Re: [PATCH v4 0/3] nvdimm: Enable sync-dax property for nvdimm

"Aneesh Kumar K.V" <aneesh.kumar@xxxxxxxxxxxxx> · Thu, 29 Apr 2021 22:02:23 +0530

On 4/29/21 9:25 PM, Stefan Hajnoczi wrote:
On Wed, Apr 28, 2021 at 11:48:21PM -0400, Shivaprasad G Bhat wrote:
The nvdimm devices are expected to ensure write persistence during power
failure kind of scenarios.

The libpmem has architecture specific instructions like dcbf on POWER
to flush the cache data to backend nvdimm device during normal writes
followed by explicit flushes if the backend devices are not synchronous
DAX capable.

Qemu - virtual nvdimm devices are memory mapped. The dcbf in the guest
and the subsequent flush doesn't traslate to actual flush to the backend
file on the host in case of file backed v-nvdimms.

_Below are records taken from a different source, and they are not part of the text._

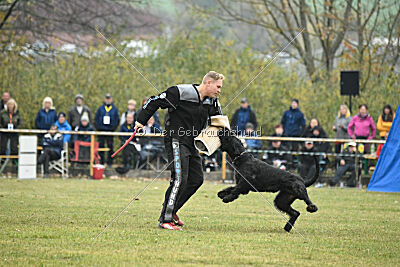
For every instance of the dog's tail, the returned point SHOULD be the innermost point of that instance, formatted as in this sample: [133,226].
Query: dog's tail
[310,182]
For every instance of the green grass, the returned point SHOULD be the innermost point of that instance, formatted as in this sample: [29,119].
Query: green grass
[53,222]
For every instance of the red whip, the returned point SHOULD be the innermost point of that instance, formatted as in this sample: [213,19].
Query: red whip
[124,145]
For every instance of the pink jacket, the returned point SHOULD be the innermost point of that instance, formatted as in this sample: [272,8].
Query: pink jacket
[360,127]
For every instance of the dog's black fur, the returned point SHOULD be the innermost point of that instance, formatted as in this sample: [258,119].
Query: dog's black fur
[265,178]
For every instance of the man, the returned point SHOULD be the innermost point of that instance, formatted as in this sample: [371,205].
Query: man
[242,116]
[4,100]
[346,163]
[107,120]
[293,122]
[189,106]
[63,125]
[76,112]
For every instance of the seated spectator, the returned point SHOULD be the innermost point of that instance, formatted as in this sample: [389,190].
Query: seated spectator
[380,146]
[242,116]
[76,112]
[346,163]
[308,131]
[52,147]
[131,110]
[84,126]
[340,126]
[47,116]
[362,126]
[385,121]
[277,157]
[130,149]
[278,132]
[4,100]
[323,147]
[10,119]
[293,122]
[252,143]
[307,162]
[107,120]
[63,125]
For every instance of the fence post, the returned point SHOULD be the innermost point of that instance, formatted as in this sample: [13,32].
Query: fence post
[223,166]
[91,154]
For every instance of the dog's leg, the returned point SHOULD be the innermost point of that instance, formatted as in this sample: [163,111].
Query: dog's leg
[225,192]
[282,202]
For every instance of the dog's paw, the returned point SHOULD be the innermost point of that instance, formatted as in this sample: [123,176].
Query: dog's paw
[312,208]
[288,227]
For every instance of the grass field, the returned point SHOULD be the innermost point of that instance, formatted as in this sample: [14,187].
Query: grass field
[53,222]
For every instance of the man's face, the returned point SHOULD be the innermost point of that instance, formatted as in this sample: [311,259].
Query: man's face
[213,88]
[108,100]
[61,119]
[6,97]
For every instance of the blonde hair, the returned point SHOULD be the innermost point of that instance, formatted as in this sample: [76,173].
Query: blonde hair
[347,113]
[213,75]
[12,101]
[48,99]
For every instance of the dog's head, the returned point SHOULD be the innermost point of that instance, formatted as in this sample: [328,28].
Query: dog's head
[230,143]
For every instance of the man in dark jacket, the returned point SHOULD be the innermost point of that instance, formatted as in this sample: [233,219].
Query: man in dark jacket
[242,116]
[189,107]
[76,112]
[346,163]
[52,146]
[107,120]
[293,122]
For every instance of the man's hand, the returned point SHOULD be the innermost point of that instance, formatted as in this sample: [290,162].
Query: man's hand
[138,125]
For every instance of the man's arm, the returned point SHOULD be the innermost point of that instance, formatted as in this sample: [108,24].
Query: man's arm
[167,99]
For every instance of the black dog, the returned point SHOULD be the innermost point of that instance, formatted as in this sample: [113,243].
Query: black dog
[265,178]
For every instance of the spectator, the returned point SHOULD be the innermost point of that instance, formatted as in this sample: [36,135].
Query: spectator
[107,120]
[52,147]
[84,126]
[155,115]
[47,116]
[277,156]
[385,121]
[76,112]
[340,126]
[63,125]
[242,116]
[131,110]
[4,100]
[130,149]
[307,162]
[362,126]
[346,163]
[293,122]
[308,131]
[10,119]
[278,132]
[380,146]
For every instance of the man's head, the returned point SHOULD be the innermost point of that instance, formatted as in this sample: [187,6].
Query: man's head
[309,145]
[6,97]
[61,117]
[129,118]
[108,99]
[295,103]
[244,103]
[278,129]
[79,100]
[276,144]
[131,105]
[212,84]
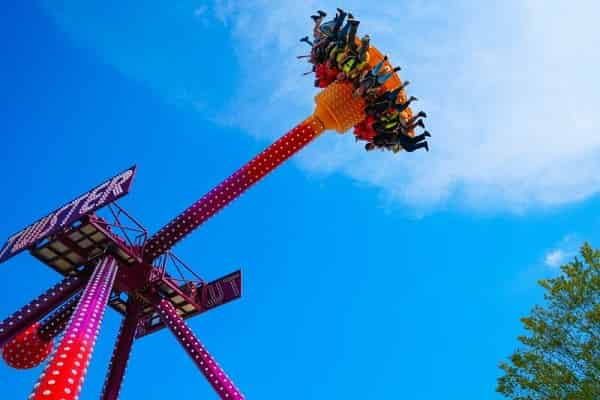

This is addressed by
virtio-pmem in case of x86_64 by making explicit flushes translating to
fsync at qemu.

On SPAPR, the issue is addressed by adding a new hcall to
request for an explicit flush from the guest ndctl driver when the backend
nvdimm cannot ensure write persistence with dcbf alone. So, the approach
here is to convey when the hcall flush is required in a device tree
property. The guest makes the hcall when the property is found, instead
of relying on dcbf.

Sorry, I'm not very familiar with SPAPR. Why add a hypercall when the
virtio-nvdimm device already exists?

On virtualized ppc64 platforms, guests use papr_scm.ko kernel drive for 
persistent memory support. This was done such that we can use one kernel 
driver to support persistent memory with multiple hypervisors. To avoid 
supporting multiple drivers in the guest, -device nvdimm Qemu 
command-line results in Qemu using PAPR SCM backend. What this patch 
series does is to make sure we expose the correct synchronous fault 
support, when we back such nvdimm device with a file.

The existing PAPR SCM backend enables persistent memory support with the 
help of multiple hypercall.

#define H_SCM_READ_METADATA     0x3E4
#define H_SCM_WRITE_METADATA    0x3E8
#define H_SCM_BIND_MEM          0x3EC
#define H_SCM_UNBIND_MEM        0x3F0
#define H_SCM_UNBIND_ALL        0x3FC

Most of them are already implemented in Qemu. This patch series 
implements H_SCM_FLUSH hypercall.

-aneesh